Friday, January 27, 2012

On the Other Side

Before my boys came along I worked as a pediatric nurse. The years I spent giving vaccines to thrashing children, starting IV's on dehydrated babies, and passing out stickers to brave little patients taught me a ton about when to stay calm and when to panic.
But I'll never forget one day in particular. A mom had insisted on an appointment for her child even after I had given her advice over the telephone. Knowing the doctor was only going to reiterate what I had said I settled them into the exam room. Her child had a virus and clearly did not feel well. Mom was on the verge of panic when the doctor did not prescribe her an antibiotic. It was my duty to go back in, calm her down, and move them out so we could stay on schedule. I tried to compassionately educate about virus versus bacteria as the mother reached near hysteria. She finally lashed out, "You don't have children do you? You won't really know what you are talking about until you are a mother!"
I felt slapped in the face. I never forgot her outburst. I had all the book knowledge when it came to sick kiddos, but no heart knowledge....until now.
It is very different being on this side of the stethoscope. I feel my babies hot skin when they have fevers, I hear their terrible coughs, see them curled tightly against my chest looking pitiful. While I know there is no magic drug like that mom wanted for her child, I do understand now the knowledge that mom accused me of not possessing. It's the heart of a mom who would do anything to help her child. It's the drive to protect and willingness to go to the ends of the earth.
No matter how many walls get dented, jeans get ripped, books get drawn in, and milk gets spilled, a new determination is born inside of you along with your child.
While she could have been a lot nicer, that patient from years ago branded me. It made me think about being a mom one day and the passion it would involve. It made me reach out in a new way to the little patients I worked with. It made me think about our Heavenly Father and the heart He has for His children. He did stand in the way of death for me, He fought for my life. Now as a mother I understand the fierceness of His love, the desire to see me whole, and His joy to see me His.

Sunday, January 22, 2012

Hello, My Name Is...

I'm no one famous. I'm not an expert in any field. I don't sing, dance, act, or compose.
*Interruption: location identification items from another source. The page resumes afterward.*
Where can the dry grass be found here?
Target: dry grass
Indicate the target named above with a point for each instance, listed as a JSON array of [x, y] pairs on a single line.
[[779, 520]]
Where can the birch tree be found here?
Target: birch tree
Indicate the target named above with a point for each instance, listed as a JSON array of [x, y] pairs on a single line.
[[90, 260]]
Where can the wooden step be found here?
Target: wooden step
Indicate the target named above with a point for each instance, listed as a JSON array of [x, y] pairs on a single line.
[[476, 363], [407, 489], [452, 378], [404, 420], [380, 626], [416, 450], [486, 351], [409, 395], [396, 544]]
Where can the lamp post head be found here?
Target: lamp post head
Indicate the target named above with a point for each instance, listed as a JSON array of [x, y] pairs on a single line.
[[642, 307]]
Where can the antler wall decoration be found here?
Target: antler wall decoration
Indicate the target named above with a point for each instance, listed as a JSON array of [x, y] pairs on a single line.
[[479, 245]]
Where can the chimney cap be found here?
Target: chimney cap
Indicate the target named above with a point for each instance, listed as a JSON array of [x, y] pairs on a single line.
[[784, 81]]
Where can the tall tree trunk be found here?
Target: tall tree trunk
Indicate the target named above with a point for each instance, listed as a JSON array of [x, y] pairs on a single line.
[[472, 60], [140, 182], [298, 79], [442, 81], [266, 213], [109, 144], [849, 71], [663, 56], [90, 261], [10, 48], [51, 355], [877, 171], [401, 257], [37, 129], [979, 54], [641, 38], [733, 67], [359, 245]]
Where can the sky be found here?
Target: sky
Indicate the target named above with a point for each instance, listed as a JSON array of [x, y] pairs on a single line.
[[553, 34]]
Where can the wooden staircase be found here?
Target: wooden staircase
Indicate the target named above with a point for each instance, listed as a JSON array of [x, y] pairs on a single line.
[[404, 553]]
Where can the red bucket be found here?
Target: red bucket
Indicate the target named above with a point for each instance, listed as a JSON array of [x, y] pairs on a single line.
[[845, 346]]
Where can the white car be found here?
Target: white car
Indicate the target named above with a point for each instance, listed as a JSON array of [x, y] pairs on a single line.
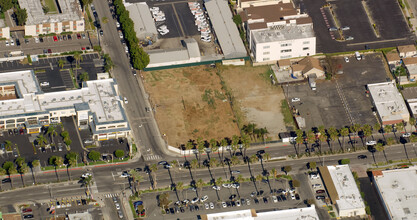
[[406, 135], [224, 205], [226, 185], [85, 175], [369, 143], [346, 59], [195, 200], [204, 198], [44, 83], [295, 99]]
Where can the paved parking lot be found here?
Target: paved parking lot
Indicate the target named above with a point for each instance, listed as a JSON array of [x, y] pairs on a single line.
[[48, 43], [393, 29], [341, 101]]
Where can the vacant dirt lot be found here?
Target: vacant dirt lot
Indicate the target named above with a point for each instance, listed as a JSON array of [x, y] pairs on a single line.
[[259, 101], [190, 104]]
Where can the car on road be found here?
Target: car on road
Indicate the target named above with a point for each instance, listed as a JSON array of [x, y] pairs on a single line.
[[362, 156], [295, 99], [195, 200], [406, 135], [369, 143], [85, 175], [224, 205], [346, 59], [226, 185]]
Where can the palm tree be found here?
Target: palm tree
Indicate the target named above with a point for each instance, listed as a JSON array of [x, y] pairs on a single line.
[[78, 58], [56, 161], [10, 169], [61, 63], [52, 133], [41, 140], [33, 164], [344, 132]]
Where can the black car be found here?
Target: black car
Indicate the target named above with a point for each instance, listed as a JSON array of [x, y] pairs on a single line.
[[7, 180], [362, 156]]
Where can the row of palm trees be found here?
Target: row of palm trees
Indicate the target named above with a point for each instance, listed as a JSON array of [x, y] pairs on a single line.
[[331, 135]]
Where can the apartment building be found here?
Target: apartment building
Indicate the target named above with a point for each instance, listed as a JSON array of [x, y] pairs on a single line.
[[277, 32], [68, 19]]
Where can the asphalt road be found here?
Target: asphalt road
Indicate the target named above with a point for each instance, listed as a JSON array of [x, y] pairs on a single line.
[[145, 132]]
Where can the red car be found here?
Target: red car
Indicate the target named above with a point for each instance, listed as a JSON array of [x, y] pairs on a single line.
[[26, 210]]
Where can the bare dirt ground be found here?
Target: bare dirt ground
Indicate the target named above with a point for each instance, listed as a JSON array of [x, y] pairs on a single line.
[[190, 104], [259, 101]]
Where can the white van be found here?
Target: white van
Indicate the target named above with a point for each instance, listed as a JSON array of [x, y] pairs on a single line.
[[358, 56]]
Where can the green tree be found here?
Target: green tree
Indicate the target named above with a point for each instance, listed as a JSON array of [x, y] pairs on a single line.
[[52, 133], [84, 77], [287, 169], [21, 16], [119, 153], [41, 140], [94, 155], [61, 63], [312, 165], [56, 161]]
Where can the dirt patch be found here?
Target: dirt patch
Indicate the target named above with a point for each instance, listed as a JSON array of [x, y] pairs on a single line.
[[259, 101], [190, 103]]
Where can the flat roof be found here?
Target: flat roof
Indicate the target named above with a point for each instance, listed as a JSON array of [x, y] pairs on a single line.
[[70, 11], [142, 19], [226, 30], [100, 95], [398, 190], [348, 193], [388, 101], [305, 213], [286, 32]]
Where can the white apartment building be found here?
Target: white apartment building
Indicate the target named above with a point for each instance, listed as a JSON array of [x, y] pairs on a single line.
[[342, 190], [279, 31], [69, 18], [97, 106]]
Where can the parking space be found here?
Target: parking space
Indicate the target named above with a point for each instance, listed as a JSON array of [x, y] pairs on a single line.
[[36, 45], [393, 29], [341, 101]]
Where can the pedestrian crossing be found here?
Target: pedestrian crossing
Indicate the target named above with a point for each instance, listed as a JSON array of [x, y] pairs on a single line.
[[111, 195], [151, 157]]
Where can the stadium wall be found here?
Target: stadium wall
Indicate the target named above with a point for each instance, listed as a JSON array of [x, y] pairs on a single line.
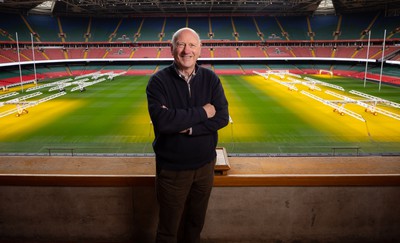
[[112, 199]]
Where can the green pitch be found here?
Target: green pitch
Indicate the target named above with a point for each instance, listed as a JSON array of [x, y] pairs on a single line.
[[111, 117]]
I didn't go to graduate school, or even a four year school. I am not an authority on any subject. I've never traveled abroad, much less across America. I don't speak any foreign languages, and I can't slice an onion to save my life.
But I have

thoughts....

ideas...

and words...

looking for a place to land.

My mind can't keep it all contained and I feel like a tangled mess. While I can't guarantee this blog from sounding like a mess, it will be completely unpredictable.
I hope you laugh, contemplate, question, and smile. I hope my thoughts don't scare you away as you discover the Mind of a Mrs.